Meinung „Selbst gut integrierte Deutsch-Türken wählen Erdogan“

Ahmet Toprak, Sozial- und Erziehungswissenschaftler an der Fachhochschule Dortmund.
Ahmet Toprak, Sozial- und Erziehungswissenschaftler an der Fachhochschule Dortmund. © Foto: privat
Ulm / Stefan Kegel 25.06.2018
Interview mit Ahmet Toprak, Sozial- und Erziehungswissenschaftler an der Fachhochschule Dortmund, über die große Zustimmung zu Erdogan unter Deutsch-Türken.

Herr Toprak, auf Straßen in deutschen Großstädten haben viele Deutsch-Türken die Wiederwahl von Präsident Recep Tayyip Erdogan gefeiert, seine Zustimmungswerte sind unter ihnen größer als in der Türkei selbst. Woher rührt diese große Zustimmung?

Auch wenn sich bei den Zahlen im Vergleich zu den letzten Wahlen und zum Verfassungsreferendum im vergangenen Jahr wenig geändert hat, ist eines neu: wie viele Deutsch-Türken ihre Unterstützung für Erdogan offen und selbstbewusst auf den Straßen zeigen. Ich interpretiere es als Protest – und ein wenig Trotz – gegen die Auftrittsverbote für türkische Politiker in Deutschland.

Und welche Gründe haben diese Menschen bewegt, für Erdogan zu stimmen?

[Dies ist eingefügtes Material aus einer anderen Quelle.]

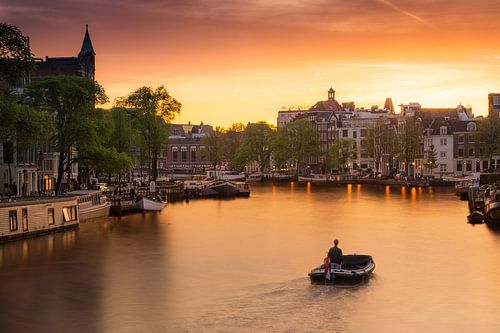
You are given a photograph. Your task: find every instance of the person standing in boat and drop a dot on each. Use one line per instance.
(335, 255)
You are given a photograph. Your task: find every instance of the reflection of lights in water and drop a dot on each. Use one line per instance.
(69, 238)
(349, 192)
(50, 244)
(25, 250)
(413, 192)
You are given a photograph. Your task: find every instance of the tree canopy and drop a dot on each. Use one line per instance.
(16, 59)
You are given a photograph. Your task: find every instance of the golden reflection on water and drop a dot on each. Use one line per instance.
(50, 245)
(413, 194)
(25, 250)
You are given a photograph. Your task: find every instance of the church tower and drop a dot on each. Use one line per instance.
(86, 57)
(331, 94)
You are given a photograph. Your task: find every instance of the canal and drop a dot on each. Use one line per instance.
(241, 265)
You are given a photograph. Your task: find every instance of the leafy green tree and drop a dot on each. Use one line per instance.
(298, 141)
(339, 154)
(16, 59)
(231, 140)
(21, 127)
(256, 145)
(410, 140)
(214, 150)
(155, 108)
(432, 161)
(70, 101)
(488, 135)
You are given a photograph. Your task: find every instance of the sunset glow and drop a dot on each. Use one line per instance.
(240, 61)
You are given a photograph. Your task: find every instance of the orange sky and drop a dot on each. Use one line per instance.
(239, 61)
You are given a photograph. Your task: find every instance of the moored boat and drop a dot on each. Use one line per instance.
(91, 204)
(155, 203)
(475, 217)
(492, 205)
(356, 269)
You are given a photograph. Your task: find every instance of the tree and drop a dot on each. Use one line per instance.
(231, 140)
(488, 135)
(432, 162)
(16, 59)
(213, 143)
(410, 139)
(256, 145)
(339, 154)
(298, 141)
(154, 110)
(22, 127)
(70, 101)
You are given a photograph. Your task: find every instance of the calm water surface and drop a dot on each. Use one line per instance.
(241, 265)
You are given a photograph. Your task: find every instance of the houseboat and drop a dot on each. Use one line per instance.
(492, 204)
(91, 204)
(29, 217)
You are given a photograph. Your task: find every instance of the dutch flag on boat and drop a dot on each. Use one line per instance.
(327, 268)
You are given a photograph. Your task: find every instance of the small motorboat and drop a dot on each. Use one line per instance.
(151, 203)
(356, 269)
(475, 217)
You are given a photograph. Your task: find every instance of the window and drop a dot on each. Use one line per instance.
(13, 220)
(183, 154)
(69, 214)
(175, 154)
(51, 219)
(25, 219)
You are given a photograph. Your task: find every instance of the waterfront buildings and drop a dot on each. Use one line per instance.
(34, 169)
(450, 133)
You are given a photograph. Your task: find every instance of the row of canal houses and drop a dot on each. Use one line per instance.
(450, 131)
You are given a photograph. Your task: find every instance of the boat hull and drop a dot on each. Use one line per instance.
(492, 211)
(151, 205)
(345, 276)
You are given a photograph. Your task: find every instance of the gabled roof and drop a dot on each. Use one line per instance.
(87, 48)
(328, 105)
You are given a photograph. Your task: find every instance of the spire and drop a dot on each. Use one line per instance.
(87, 48)
(331, 93)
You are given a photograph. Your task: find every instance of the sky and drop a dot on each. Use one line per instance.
(233, 61)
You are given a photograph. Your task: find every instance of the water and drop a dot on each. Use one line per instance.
(241, 266)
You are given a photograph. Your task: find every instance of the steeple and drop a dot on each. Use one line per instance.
(87, 48)
(331, 93)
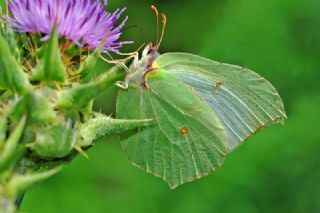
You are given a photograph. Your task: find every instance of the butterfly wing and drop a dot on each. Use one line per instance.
(243, 100)
(186, 143)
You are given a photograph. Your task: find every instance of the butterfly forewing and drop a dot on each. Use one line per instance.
(186, 143)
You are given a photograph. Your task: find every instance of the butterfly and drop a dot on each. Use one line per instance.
(205, 109)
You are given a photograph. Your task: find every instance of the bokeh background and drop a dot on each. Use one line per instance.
(277, 170)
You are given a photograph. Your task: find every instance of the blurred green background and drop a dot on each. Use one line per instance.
(277, 170)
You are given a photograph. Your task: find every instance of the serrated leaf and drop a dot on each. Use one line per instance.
(50, 68)
(244, 101)
(188, 141)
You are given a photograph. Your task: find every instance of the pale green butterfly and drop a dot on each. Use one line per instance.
(205, 109)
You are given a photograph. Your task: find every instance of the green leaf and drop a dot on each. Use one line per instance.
(9, 151)
(78, 97)
(102, 125)
(244, 101)
(50, 67)
(11, 75)
(188, 141)
(55, 141)
(87, 67)
(19, 183)
(36, 106)
(11, 40)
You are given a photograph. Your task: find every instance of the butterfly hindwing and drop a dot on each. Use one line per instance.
(244, 101)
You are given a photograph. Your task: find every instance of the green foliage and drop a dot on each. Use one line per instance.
(275, 171)
(12, 76)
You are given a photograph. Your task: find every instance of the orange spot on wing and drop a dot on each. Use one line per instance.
(184, 130)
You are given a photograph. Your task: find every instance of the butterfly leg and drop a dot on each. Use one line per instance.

Viele Erdogan-Anhänger sind Einwanderer aus Zentral-Anatolien, einem ländlich geprägten Gebiet, und ein großer Teil von ihnen sind fromme, sehr religiöse, wenig gebildete Menschen. Sie nehmen Erdogan als jemanden wahr, der endlich ihre Interessen vertritt. Die eigene Religiosität in der Öffentlichkeit zu zeigen, war in der laizistischen Türkei 80 Jahre lang verpönt. Und jetzt lockert er dort das Kopftuchverbot und lässt verstärkt Moscheen bauen. Das kommt an.

Aber man sieht ja auf deutschen Straßen vor allem junge Leute türkische Fahnen schwenken. Hat sich dieser Blick auf die Türkei auch an die folgenden Generationen vererbt?

Definitiv. Sie werden in ihrem Milieu sozialisiert und geprägt. Deswegen hat die Zustimmung zu Erdogan meines Erachtens auch wenig mit dem Thema Integration zu tun. Selbst in der dritten Generation gibt es Menschen, die sehr gut Deutsch sprechen, die integriert sind, eine Ausbildung gemacht oder studiert haben – und trotzdem wählen sie Erdogan, weil sie ideologisch von ihm überzeugt sind und in ihm ihre politische Heimat sehen. Sie sind einfach rechte Konservative, so wie es sie zahlreich auch unter Deutschen gibt.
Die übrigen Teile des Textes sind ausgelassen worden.